O trabalho escravo no Brasil contemporâneo
Enviada em 22/09/2020
O trabalho escravo acompanhou a civilização humana desde a antiguidade e se fundamentou sobre diferentes perspectivas em face de cada cultura, seja a escravidão formada por prisioneiros de guerra, seja movida por questões raciais. Por outro lado, as legislações atuais, baseadas nos princípios fundamentais dos Direitos Humanos, torna crime o uso do trabalho análogo à escravo, mas, na contramão dessa garantia, tal mão de obra ainda é utilizada, inclusive no Brasil. Nesse contexto, as condições socioeconômicas, flexibilização das leis trabalhistas, bem como o enfraquecimento das fiscalizações favorecem a persistência desse cenário no país.
Em primeiro plano, é válido ressaltar que a desigualdade social latente no Brasil fundamenta a subordinação ao trabalho análogo ao escravo, haja vista que, segundo dados do Observatório Digital do Trabalho, dos cerca de 45 mil trabalhadores resgatados entre 2003 e 2018, setenta por cento tinham baixa ou nenhuma escolaridade. Nesse viés, a inacessibilidade ao trabalho digno e assegurado por direitos laborais, além da escassez de informação sobre os direitos trabalhistas por parte da população iletrada, expõem esses indivíduos a circunstâncias degradantes em vários estados do Brasil. Logo, não há dúvidas de que as disparidades sociais perpetuam a exploração do trabalho humano no país.

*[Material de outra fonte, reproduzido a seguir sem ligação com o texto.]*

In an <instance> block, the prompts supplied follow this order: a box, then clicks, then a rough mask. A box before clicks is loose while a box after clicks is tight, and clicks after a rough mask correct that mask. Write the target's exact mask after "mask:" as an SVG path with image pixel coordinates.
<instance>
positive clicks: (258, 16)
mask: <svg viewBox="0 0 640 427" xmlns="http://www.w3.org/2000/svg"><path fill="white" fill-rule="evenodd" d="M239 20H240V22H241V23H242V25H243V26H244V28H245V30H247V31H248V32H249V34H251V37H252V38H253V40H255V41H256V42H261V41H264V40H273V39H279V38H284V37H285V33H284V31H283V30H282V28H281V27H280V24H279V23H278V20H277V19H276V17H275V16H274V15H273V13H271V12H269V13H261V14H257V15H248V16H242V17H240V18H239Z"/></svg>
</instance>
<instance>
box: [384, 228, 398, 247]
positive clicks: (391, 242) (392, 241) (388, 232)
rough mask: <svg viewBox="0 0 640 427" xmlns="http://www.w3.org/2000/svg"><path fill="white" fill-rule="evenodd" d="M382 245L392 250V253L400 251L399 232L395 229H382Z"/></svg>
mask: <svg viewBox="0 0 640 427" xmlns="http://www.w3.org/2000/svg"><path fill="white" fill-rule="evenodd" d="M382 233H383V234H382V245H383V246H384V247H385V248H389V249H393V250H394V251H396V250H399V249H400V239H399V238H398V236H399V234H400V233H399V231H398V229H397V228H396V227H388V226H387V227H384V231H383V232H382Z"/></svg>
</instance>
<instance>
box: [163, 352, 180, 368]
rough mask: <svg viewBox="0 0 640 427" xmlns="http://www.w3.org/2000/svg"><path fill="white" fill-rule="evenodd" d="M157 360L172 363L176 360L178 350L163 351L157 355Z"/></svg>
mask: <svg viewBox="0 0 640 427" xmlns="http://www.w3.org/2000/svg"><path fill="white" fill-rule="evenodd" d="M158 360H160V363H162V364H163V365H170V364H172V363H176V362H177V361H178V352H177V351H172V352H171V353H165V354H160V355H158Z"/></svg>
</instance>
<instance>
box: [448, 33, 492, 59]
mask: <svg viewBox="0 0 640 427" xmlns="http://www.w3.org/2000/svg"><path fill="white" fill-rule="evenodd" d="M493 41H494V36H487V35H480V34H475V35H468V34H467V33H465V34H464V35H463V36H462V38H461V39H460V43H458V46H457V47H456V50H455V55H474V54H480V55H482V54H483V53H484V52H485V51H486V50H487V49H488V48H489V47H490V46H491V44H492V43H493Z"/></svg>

Somado a isso, ainda se presencia a regressão dos direitos laborais, iniciada com Reforma Trabalhista em 2017. Nessa esteira, o processo de flexibilização das leis pode facilitar a sujeição de indivíduos desamparados ao trabalho análogo à escravidão, já que, por não ter perspectivas melhores, as vítimas são alienadas pelos empregadores e se submetem a condições desumanas nos ambientes de trabalho. Tal análise pode ser observada sob o pensamento do sociólogo Emile Durkheim em seu conceito de Anomia, ao afirmar que a ausência das instituições é nociva á sociedade, onde pode-se, com isso, instalar-se o completo caos. Nesse panorama, a minimização das leis e, por consequência, da fiscalização reforça a exploração de trabalhadores e traz sérios danos sociais e econômicos ao país.
Sob tal ótica, deve-se enfatizar mudanças na conjuntura vigente. Para tanto, é necessário que a União, junto ao Ministério da Cidadania e aos governos estaduais, realize programas educativos contra a exploração do trabalho em áreas marginalizadas, por intermédio de fóruns periódicos de servidores sociais e profissionais do direito trabalhista, com o objetivo de esclarecer a população desassistida acerca de seus direitos. Ademais, o Ministério do Trabalho e órgãos públicos de fiscalização trabalhista devem reforçar as fiscalizações, por meio da formação de equipes especializadas e com aparato militar, que irão intervir caso comprovem a exploração de trabalhadores no local, com o fito de fomentar o cumprimento da lei nesses casos. Dessa forma, será possível estimular plena dignidade no Brasil.